P(A) = 25% = \(\frac{25}{100}\) = \(\frac{1}{4}\)
P(B) = 35% = \(\frac{35}{100} = \frac{7}{20}\)
P(C) = 40% = \(\frac{40}{100} = \frac{2}{5}\)
let E be event that drawn bold in defective.
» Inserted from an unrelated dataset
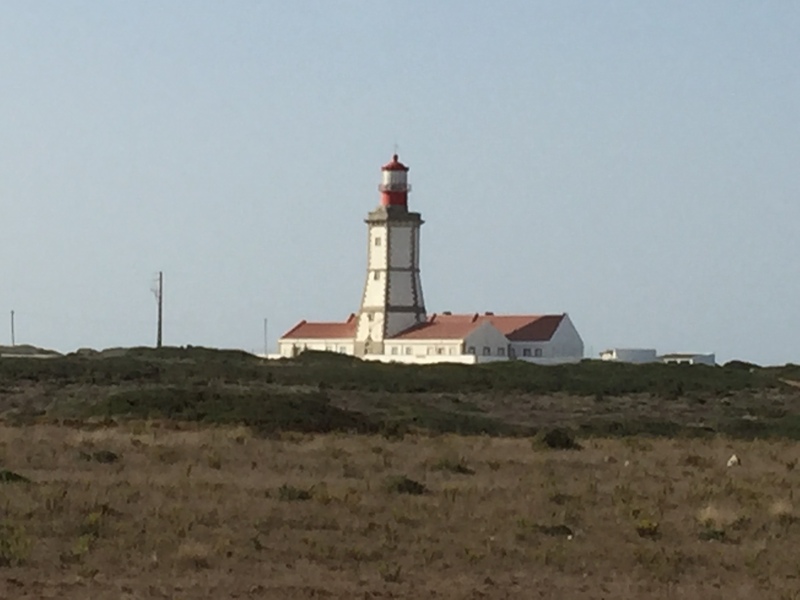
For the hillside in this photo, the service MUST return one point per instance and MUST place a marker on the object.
(319, 392)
P(E/A) = 5% = \(\frac{5}{100} = \frac{1}{20}\)
P(E/B) = 4% = \(\frac{4}{100} = \frac{1}{25}\)
P(E/C) = 2% = \(\frac{2}{100} = \frac{1}{20}.\)
Probability that defective bolt is manufactured by C
is P(C/E) = \(\frac{P(E/C)P(C)}{P(E/C).P(C)+P(E/B)\, P(B)+P(E/A)P(A)}\)
= \(\cfrac{\frac{1}{50} \times \frac{2}{5}}{\frac{1}{50}\times \frac{2}{5} + \frac{1}{25} \times \frac{7}{20}+ \frac{1}{20}\times\frac{1}{4}}\)
=\(\cfrac{\frac{1}{125}}{\frac{1}{125} + \frac{7}{500}+\frac{1}{80}}\)
= \(\cfrac{\frac{1}{125}}{\frac{16+28+25}{2000}}\)
= \(\frac{16}{69}\)
Thus probability that defective bolt is not manufactured by C
is P(C'/E) = 1-P(C/E)
= 1 - \(\frac{16}{69}\) = \(\frac{69-16}{69}\) = \(\frac{53}{69}\).